Exactly … which is why the version of the bill that passed the S.C. House (and currently sits on the calendar in the State Senate) doesn’t propose nullification. Or anything even remotely resembling it. Or anything even in the vicinity of the ballpark of anything remotely resembling it.

What does it propose? Permitting S.C. Attorney General Alan Wilson to “bring an action in the name of the State” on behalf of any individual or business who believes they have been adversely impacted by Obamacare.

In other words, rather than declaring Obamacare “null and void” within its borders and imposing penalties on those who would enforce it, South Carolina is subjecting its citizens to the mercy of the federal court system … which in case anybody forgot has already ruled on the law.

Did we agree with that ruling? Hell no.



We opposed Obamacare when it was first unveiled, we opposed it when it was being shoved down the throat of a Democratic-controlled U.S. Congress (by hook and crook) and we have repeatedly pushed to have the law repealed at the federal level.  More recently, we were among the few “conservative” outlets to emphatically argue against providing funding for Obamacare – even if doing so meant partially shutting down the federal government in perpetuity.

We have also methodically called out those “Republicans” who caved on the Obamacare funding issue (including U.S. Sen. Lindsey Graham) … as well as those who are hypocrites on the issue of Medicaid expansion (including S.C. Gov. Nikki Haley).

Recently S.C. Sen. Tom Davis (R-Beaufort) put forward another option to address Obamacare – which he dubs “anti-commandeering.”

As much as we respect Davis and his unimpeachable fiscal record as a member of the State Senate, we’re frankly done with all of this nonsense …

South Carolina’s Senate has real work to do. For starters, it needs to pass Davis’ universal parental choice bill and his colleague Katrina Shealy’s income tax elimination bill … not to mention a budget bill that shaves billions of dollars off of the Palmetto State’s bloated, corrupt, dysfunctional government.

South Carolina cannot afford to waste any additional time on a pointless intellectual exercise that – as we’ve pointed out previously – is more about special interests staying relevant (and raising money) than any practical application.

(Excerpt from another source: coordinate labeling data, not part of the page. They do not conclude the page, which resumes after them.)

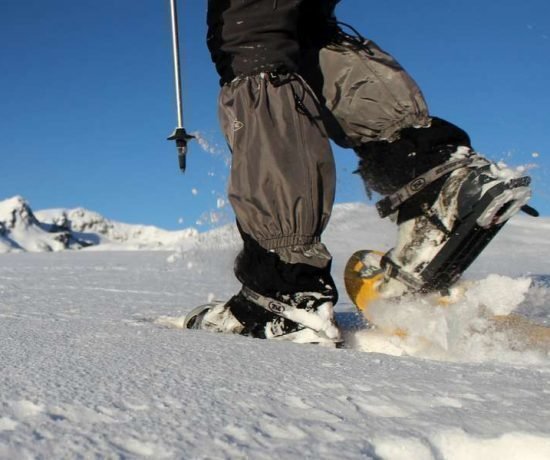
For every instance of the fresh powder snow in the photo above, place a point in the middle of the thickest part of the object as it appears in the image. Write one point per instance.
(94, 362)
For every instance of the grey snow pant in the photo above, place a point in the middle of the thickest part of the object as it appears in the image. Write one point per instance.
(282, 178)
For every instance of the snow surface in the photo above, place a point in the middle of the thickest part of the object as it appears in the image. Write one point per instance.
(94, 363)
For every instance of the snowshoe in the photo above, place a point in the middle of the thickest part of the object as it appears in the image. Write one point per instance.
(252, 315)
(445, 235)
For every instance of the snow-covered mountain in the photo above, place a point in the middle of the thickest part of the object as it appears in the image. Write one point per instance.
(21, 229)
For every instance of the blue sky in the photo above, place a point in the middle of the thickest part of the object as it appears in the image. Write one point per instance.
(87, 98)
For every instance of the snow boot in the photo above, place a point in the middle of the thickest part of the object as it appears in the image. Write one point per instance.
(438, 239)
(252, 315)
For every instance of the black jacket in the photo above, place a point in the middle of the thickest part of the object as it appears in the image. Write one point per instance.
(246, 37)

The original version of H. 3101 – the bill at the heart of this debate – would have actually nullified Obamacare. Its language was clear and unambiguous – and there were stiff penalties prescribed for those attempting to enforce the law.

If South Carolina really wants a nullification debate, then its legislature should pass that bill … because this current debate is doing nothing but a waste of everyone’s time.